Leaders make mistakes. That’s no surprise to anyone who’s ever lead anything or been led – yeah, that’s pretty much everybody.
No leader is perfect, and no leader makes the right decision all the time. One of the best decisions I think the church I serve, Southview, ever made was to establish a plurality of leaders, called Elders, who make strategic decisions for the church. Too many churches are “single Elder” (or single pastor) led – and that means that person has to make the right decision every time, all the time, and never have a bad day.
Yeah, good luck with that one.
Even with a plurality of leaders, you can still make a decision that creates situations and effects that were unintended and unanticipated. No decision is 100% popular or accepted, especially if it involves change; making hard decisions is just part of being a leader. But what do you do when you make a decision that causes MAJOR backlash and pushback from those you lead?
This week we have a case study in this. Earlier this week, World Vision made an announcement that was cause for celebration for some and angst for others. You can read about the announcement here. The pushback from World Vision supporters, though, was significant. The board of World Vision met yesterday, and they released this statement, reversing their decision and apologizing.
Whether you agree with World Vision’s decision or their reversal, there are several things I believe we can learn from these leaders and their statement yesterday.
1) When you make a mistake, own it. Don’t deflect blame to others; don’t bemoan the circumstances. Own it. World Vision’s board began in their statement by doing this – that’s good leadership.
2) Apologize. Don’t use what my friend Jim would call “weasel words” – no buts, no equivocation, no vagueness. Apologize directly for exactly what was done.

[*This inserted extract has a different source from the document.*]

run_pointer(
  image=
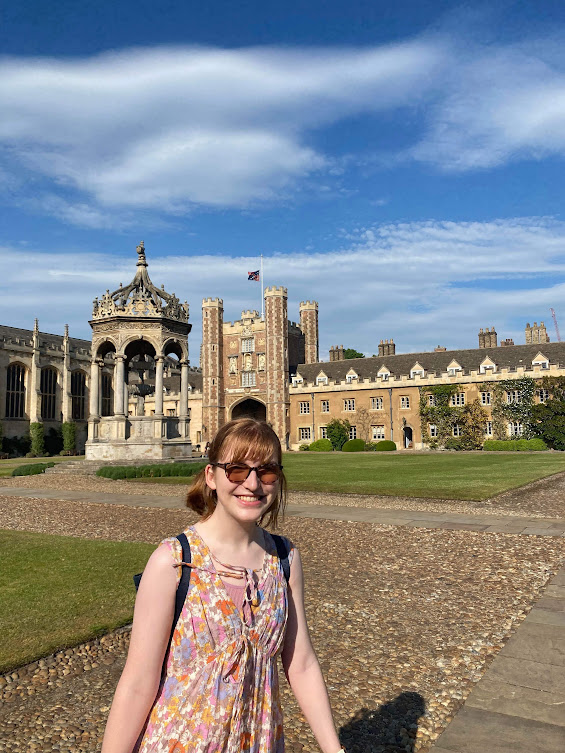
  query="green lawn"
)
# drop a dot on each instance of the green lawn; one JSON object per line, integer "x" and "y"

3) Humbly ask for forgiveness. Following what the Bible teaches and in line with their core values and beliefs, the World Vision’s board members publicly apologized and humbly asked for forgiveness of those they offended.
4) Commit to following your core values. In their statement, the board of World Vision reaffirmed their resolve to follow their Statement of Faith and act in accordance with it, reaffirming for their supporters their commitment to biblical authority.
5) Don’t major on the minors or confuse the issue. At just over 400 words, the statement by the board members was brief, but focused on owning their decision and making what they feel is the right correction to it based on their convictions.
What would you add to this list that we can learn from the leadership decisions of World Vision’s board this week?